Internet based self-help for PD has proven to be effective. However, existing interventions focus on treating a full-blown disorder, while sub-clinical PD is highly prevalent and can develop into full-blown PD. This study is a randomised controlled trial aimed to evaluate an Internet based self-help intervention for sub-clinical and mild PD compared to a waiting list control group. The primary outcome measure is the severity of panic and anxiety symptoms. Secondary outcome measures include depression, quality of life, loss of production and health care consumption.

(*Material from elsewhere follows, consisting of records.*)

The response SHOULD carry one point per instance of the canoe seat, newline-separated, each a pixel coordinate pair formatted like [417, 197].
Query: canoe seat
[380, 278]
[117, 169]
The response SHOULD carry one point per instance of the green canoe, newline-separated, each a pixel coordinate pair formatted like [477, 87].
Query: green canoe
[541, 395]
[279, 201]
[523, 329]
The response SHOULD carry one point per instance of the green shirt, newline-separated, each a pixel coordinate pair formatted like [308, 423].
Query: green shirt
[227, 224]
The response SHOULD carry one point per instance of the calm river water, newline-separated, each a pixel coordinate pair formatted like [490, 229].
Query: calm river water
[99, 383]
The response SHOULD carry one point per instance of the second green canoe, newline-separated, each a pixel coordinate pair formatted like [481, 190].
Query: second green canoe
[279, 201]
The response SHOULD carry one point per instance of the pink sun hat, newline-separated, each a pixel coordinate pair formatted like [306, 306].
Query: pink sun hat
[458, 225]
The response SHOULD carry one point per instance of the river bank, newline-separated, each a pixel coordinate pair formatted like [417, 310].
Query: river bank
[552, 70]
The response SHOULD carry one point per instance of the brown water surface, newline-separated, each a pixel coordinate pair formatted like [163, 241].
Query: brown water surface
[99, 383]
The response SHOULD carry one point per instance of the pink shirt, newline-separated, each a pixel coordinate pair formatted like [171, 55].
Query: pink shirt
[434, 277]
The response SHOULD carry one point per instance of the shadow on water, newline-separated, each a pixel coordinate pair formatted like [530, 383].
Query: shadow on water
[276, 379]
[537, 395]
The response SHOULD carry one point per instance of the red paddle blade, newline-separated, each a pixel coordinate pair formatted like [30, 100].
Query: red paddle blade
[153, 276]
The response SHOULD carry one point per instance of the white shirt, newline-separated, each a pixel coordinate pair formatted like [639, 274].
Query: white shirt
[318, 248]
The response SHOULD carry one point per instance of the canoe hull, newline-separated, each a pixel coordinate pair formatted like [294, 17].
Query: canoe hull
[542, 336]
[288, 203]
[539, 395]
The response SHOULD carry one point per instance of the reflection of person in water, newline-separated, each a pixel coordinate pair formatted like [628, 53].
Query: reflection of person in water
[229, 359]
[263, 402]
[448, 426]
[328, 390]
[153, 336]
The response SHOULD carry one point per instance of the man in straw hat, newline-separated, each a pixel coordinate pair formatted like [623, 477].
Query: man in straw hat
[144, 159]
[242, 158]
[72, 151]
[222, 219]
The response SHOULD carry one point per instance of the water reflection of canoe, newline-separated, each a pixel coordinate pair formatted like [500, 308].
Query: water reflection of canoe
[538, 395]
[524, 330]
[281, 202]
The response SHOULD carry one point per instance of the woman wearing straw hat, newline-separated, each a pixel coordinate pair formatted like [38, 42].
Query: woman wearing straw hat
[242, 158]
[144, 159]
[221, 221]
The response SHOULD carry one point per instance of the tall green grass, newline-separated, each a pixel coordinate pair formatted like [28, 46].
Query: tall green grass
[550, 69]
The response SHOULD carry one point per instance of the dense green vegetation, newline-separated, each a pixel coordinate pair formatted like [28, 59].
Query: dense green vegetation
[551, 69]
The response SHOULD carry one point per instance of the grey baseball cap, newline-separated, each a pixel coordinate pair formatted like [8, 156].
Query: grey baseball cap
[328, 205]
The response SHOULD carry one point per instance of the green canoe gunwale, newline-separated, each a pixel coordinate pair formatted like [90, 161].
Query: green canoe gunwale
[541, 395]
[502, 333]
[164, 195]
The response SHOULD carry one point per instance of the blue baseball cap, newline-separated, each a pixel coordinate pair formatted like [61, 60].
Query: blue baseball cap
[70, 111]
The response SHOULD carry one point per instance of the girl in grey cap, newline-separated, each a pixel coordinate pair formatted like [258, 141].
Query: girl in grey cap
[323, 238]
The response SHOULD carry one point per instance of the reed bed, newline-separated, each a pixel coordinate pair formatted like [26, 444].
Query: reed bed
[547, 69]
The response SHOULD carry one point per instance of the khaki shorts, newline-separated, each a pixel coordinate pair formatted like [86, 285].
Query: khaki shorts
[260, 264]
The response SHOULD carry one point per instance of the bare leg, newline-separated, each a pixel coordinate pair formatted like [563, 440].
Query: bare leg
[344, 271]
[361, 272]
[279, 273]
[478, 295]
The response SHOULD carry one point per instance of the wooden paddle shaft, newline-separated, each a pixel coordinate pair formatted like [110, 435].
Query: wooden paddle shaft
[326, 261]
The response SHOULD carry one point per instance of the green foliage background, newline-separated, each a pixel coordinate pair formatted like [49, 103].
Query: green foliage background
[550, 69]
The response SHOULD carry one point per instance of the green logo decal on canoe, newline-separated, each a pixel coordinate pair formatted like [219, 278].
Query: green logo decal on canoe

Methodological considerations

The primary research question is whether DPO is an effective intervention for mild and sub-clinical PD. We hypothesise the experimental group will show more improvement on the outcome measures than the control group, because the experimental group receives an accessible intervention tailored for its specific mental health problems. A limitation of this study is the low number of exclusion criteria. The presence of a comorbid disorder or substance abuse is not an exclusion criterion. Comorbidity may influence this study's outcome measures, because panic symptoms may not be the participant's primary mental health problem. However, in reality, many people who suffer from panic symptoms have comorbid mental health problems, especially other anxiety disorders and depression [6]. Therefore, it is preferable not to exclude participants based on DSM diagnoses for these disorders. An indication of the effects of comorbidity on the effectiveness of DPO could be obtained by mediator analyses. Both a strength and a limitation of this study is that, apart from the diagnostic interview, the measurements are conducted online. Some evidence suggests psychometric properties may change when a test is conducted via the web [36,37]. Consequently, results of this study may differ from studies into panic interventions that applied paper-pencil questionnaires. On the other hand, the strength of online self-report measurements is the accessibility of participation [38]. Therefore, this study is feasible and should be able to answer the research questions.

Conclusion

Existing online interventions for panic symptoms focus on treating full-blown PD, while sub-clinical PD is highly prevalent and may develop into a full-blown disorder. This study evaluates an Internet based self-help intervention for sub-clinical and mild PD. Results will contribute to the ongoing research into Internet based interventions and treatment of panic symptoms.

Competing interests

The authors declare that they have no competing interests.

Author's contributions

All authors have contributed to, read and approved this manuscript.